6. Impact of the social security and benefits system on the people who need them. When the first lockdown happened, assessments and appointments were suspended and people's payments continued; for a few months, overpayments and advances were not deducted from people's monthly transfers but by mid-summer the Department for Communities announced it was resuming these. Suspended appointments created backlogs -- for example, over 4,000 people appealing Personal Independence Payment decisions -- waiting months, often on significantly reduced incomes, for their cases to be heard. When appointments resumed, the requirement to hear appeals by phone or video link to minimise Covid risks caused added stress and difficulty to some due to the disabilities they live with. People in need could lodge new applications for Universal Credit online; for many, the five-week wait for the first payment obliged them to seek advances to carry on paying their bills. Some are still having those repayments deducted, meaning that they are living every month below the prescribed income line. In September Belfast City Council passed a motion saying, "In the wake of the economic crisis caused by the coronavirus pandemic, this Council recognises the need for a reformed, fairer welfare system that protects everyone in society and acknowledges the need to provide economic security for all to invest in people, protect livelihoods and kick-start the economy… Belfast City Council calls on the Departments of Communities, Finance and the UK Treasury to investigate the design and delivery of a recovery UBI [Universal Basic


Income] for Northern Ireland, and will commit to producing a plan for how such a pilot could be implemented in Belfast." The social security and benefits system is mentioned only once, as a topic under the key priority area of 'inclusion and tackling disadvantage' in the 'caring society' outcome (outcome 8). This is a surprising omission, given Department for Communities analysis that the monthly average of around 7,000 new claims jumped more than fivefold in March 2020 alone. An unprecedented number of NI households are relying on the Universal Credit programme to get by every month; surely how this is working warrants dedicated focus under this Programme for Government. The evidence base can be drawn from DfC programme statistics.

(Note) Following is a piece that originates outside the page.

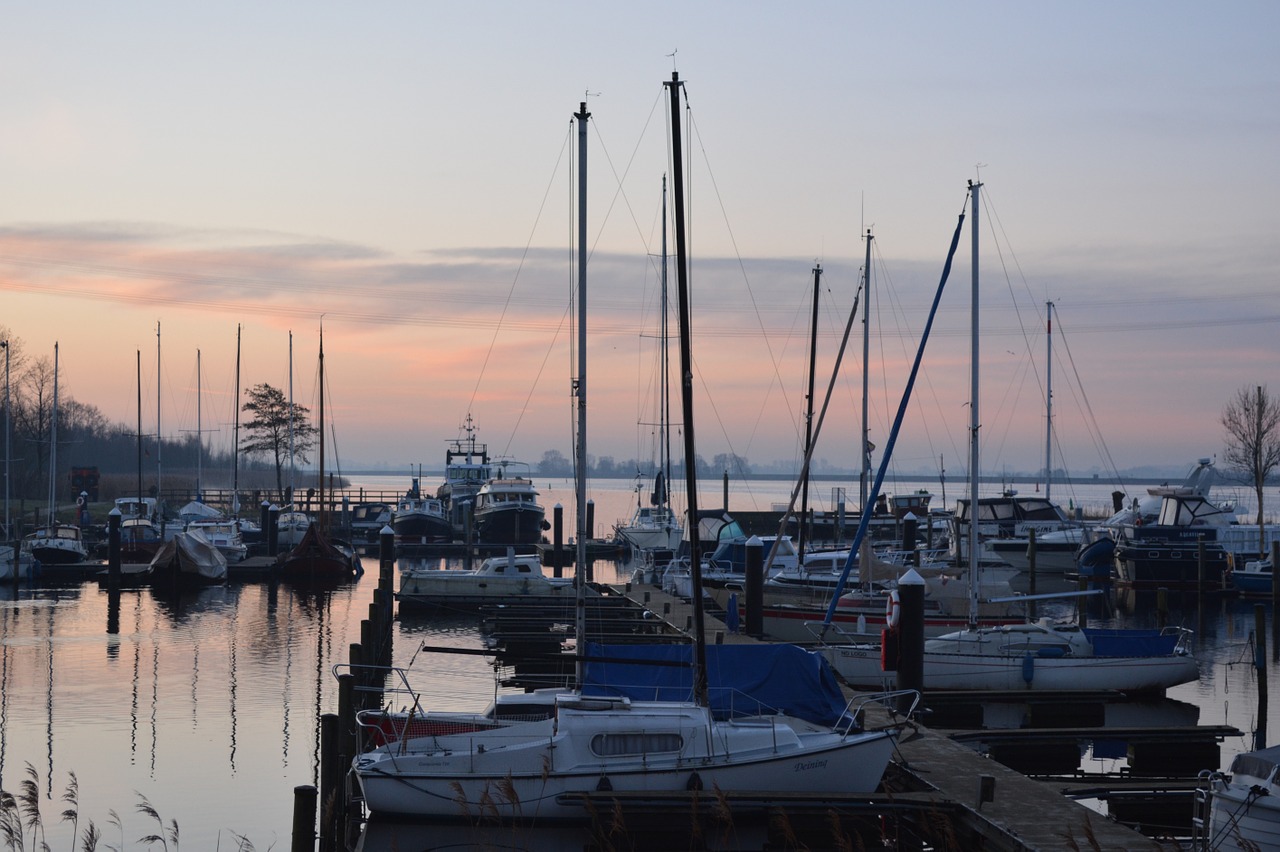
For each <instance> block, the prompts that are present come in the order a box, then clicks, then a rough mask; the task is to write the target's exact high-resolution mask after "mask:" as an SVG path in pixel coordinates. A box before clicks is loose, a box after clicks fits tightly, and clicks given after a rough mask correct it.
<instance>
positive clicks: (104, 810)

IV. Conclusion The foreword to the draft Outcomes Framework, signed by the First and Deputy First Ministers, mentions 'emerging positives' from the pandemic like a new focus on health and happiness, innovation and partnership. The introduction says further that while the pandemic highlighted "flaws in traditional models and approaches to public services", it also showed what could be accomplished with political and popular will. All of this is true, and can provide meaningful support to programming going forward. But as both the draft document and its EQIA point out, ensuring that the essentials are identified and included, in enough detail to ensure that adequate, targeted programming and resources follow, is the job of the Outcomes Framework. Anything else is not good enough.